Thermal decomposition pathways of extracellular polymeric substances recovered from wastewater sludge using TG-FTIR with Gaussian deconvolution and 2D-COS analysis

Abstract

The current research attempts to elucidate fundamental mechanistic correlation between the complex chemical architecture of wastewater-derived biopolymers – EPS (extracellular polymeric substances) and their inherent thermal properties for fire-safety applications. By integrating thermogravimetric-infrared spectroscopy with two-dimensional correlation spectroscopy, we resolve intricate mass-loss profiles into three pseudo-components (PCs), each characterised by kinetic signatures and functional group transformations. PC1 (150–350 °C, activation energy (AE) = 140–150 kJ/mol), is primarily governed by the degradation of polysaccharides and release of early-stage volatiles (H₂O, CO₂, CH₄, NH₃, and HNCO). PC2 (210–450 °C, AE = 160–175 kJ/mol), represent the transition stage dominated by proteinaceous and lipid cross-linking, which produces nitrogenous species essential for promoting condensed-phase char development. PC3 (290–600 °C, AE > 180 kJ/mol) corresponds to the decomposition of humic-like substances and subsequent aromatic condensation of stable residues. Furthermore, comparative analysis reveals that EPS extracted from activated sludge exhibits higher thermal stability and a significantly increased char yield (33.5 %) than aerobic counterpart, attributed to higher AE during the middle decomposition stage.
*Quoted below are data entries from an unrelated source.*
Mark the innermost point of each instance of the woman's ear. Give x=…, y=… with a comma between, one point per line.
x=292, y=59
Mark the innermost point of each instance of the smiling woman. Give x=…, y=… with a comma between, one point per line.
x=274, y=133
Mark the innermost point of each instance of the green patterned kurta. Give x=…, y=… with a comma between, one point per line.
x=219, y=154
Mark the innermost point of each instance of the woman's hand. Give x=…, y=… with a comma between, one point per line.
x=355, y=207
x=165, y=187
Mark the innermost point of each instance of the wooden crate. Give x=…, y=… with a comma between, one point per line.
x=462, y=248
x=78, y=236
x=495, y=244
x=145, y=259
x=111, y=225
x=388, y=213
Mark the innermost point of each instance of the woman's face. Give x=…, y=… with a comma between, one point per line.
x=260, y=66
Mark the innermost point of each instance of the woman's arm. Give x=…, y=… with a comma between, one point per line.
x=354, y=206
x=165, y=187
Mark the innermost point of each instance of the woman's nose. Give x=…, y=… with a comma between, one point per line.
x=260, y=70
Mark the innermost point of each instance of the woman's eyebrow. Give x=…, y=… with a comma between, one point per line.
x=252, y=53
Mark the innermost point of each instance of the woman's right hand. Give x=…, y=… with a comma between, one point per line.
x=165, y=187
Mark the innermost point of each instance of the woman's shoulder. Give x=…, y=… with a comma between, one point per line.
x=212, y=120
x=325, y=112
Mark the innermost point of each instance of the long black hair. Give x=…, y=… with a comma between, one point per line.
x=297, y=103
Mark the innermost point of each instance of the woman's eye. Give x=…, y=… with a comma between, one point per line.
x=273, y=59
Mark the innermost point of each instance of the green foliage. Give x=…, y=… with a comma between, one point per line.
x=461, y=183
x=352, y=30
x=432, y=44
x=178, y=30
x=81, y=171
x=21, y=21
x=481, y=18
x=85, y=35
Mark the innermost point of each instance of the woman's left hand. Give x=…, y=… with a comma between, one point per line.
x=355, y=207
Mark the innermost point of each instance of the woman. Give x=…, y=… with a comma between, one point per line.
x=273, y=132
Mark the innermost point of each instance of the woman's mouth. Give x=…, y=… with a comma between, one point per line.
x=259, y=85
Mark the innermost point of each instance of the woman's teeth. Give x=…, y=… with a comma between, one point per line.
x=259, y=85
The persistent detection of C-O-C/P–O–C and aromatic C=C vibrations up to 700 °C confirms the formation of a phosphorus-rich aromatic char structure. This multi-dimensional analytical framework moves beyond conventional TG-based pseudo-component fitting, providing high resolution interpretation of the sequential evolution of volatile species and early-stage charring mechanisms of EPS.